Its towering, wainscoted memories were worthy enough of forgetting that Jonathan rarely entered the place anymore. When he did, it was only for a very good reason.

He barely slowed as he strode the ornately inlaid foyer and crossed under the massive staircase to open the narrow door that led to the basement. Jonathan tried not to remember the days when the basement suites housed teams of servants. Back then, they all worked for Mama Alexander, who, with her daughter Venice, had qualified for better-ventilated quarters on the mansion’s third floor.

Jonathan thought it curious that the basement suites looked bigger than he remembered, and far less like a dungeon. The hallways were wide to accommodate the various food carts and cleaning apparatus that used to be shuttled from one service elevator to the next, and the sleeping quarters on either side were reminiscent of his dormitory days at William and Mary, twelve feet square with ten foot ceilings. Now these spaces were largely empty, except for a few that were stacked with junk that someone had deemed worth saving.

“Ven?” he called.

“Down here!”

He looked behind him to see Venice step into the hallway and beckon with one hand. In her other, she held a manila file folder. She looked five years older than she did two days ago. Her chocolate-colored skin had a slack, sallow look to it that spoke of too many tears shed over too short a time.

“Is Jeremy in there?” Jonathan asked as he closed the distance, nodding to the room Venice had just left.
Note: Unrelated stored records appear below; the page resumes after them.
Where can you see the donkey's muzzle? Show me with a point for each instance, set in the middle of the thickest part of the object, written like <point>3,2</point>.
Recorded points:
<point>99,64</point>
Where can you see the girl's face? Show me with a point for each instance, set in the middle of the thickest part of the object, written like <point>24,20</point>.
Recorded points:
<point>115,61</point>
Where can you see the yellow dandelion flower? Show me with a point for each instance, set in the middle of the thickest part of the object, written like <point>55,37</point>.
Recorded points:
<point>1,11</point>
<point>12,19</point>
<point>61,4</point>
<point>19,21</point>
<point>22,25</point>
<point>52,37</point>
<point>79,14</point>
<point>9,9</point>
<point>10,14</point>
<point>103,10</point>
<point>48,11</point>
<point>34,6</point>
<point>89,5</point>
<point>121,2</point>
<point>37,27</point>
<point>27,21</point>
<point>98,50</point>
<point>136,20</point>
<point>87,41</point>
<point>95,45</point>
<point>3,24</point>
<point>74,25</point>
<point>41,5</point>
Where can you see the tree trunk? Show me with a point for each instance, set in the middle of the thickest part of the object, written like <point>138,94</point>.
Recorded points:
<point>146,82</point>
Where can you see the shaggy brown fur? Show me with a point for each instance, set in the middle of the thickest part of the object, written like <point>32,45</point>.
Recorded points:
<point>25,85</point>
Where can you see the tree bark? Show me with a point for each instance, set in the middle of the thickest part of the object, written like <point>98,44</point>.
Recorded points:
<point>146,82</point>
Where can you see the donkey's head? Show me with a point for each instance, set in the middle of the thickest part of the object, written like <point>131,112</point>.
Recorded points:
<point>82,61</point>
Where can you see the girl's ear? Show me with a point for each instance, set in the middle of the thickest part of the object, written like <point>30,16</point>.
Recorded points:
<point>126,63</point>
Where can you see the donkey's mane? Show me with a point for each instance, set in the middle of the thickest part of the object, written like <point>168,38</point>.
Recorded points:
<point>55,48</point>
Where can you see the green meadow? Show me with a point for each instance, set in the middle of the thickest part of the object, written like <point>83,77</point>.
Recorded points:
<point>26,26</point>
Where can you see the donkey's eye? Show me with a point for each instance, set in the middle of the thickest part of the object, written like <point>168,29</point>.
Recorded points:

She shook her head. “No, he’s in the rectory with Dom.”

“Is he okay?”

“Physically, he seems okay,” Venice said. “Dom had Doctor Hamilton come in to take a look at him.”

Jonathan felt a flare of anger. “I thought I told you-”

“Dom impressed on him the need for secrecy,” Venice said, heading off the exact objection that Jonathan was about to launch. “He’d been drugged, Dig. We had to have him looked at.”

She was right, of course, but at this juncture, the best way to keep Jeremy alive was to let everybody think he was still missing. Whoever had lost track of him the first time wanted him back badly enough to dispatch a team of killers. That kind of desire doesn’t go away just because it gets difficult to do.

“Just make sure that the word is limited to as few people as possible.”

“Does that include Doug Kramer or not?”

“Not just yet,” Jonathan said. “Let’s keep him out of the loop until we don’t have a choice. He’s busy enough handling this firestorm. How’s Mr. Stewart?”

Venice winced and shrugged with one shoulder. “They think he’ll come out of it okay, but they’re worried about his liver and spleen. Apparently the bullet did damage to both, and then when they punched him…” She stopped as her voice broke.

Jonathan didn’t need to hear the rest. The important part was that he’d survive. On a day when few things were going well, he’d take it. “And what about our new friends?”

“Of the two you shot, one is invisible. I can’t find any record at all. He’s like you-he never officially existed.”

Jonathan’s stomach tensed. In this day and age, everybody had a fingerprint on file somewhere-all except those whose fingerprints had been deliberately erased. To do that on every file was not easy. “What about the other one?”

“Sean O’Brian,” Venice said. “We only know that because he was fingerprinted as a child offender twenty years ago. That’s the only print on file, even though his juvie record shows that the judge pushed him to join the Marine Corps, which he did. That’s clearly documented in his criminal file.”

“Let me guess: the Marine Corps has no record.”

Venice nodded. “Databases never heard of him.”

Jonathan folded his arms and leaned against the wall. “So they were government agents,” he thought aloud. “Or civilian contractors working for them. That fits with what Jimmy Henry told us, too.” He briefly recapped the prisoner’s version of his role in the kidnapping.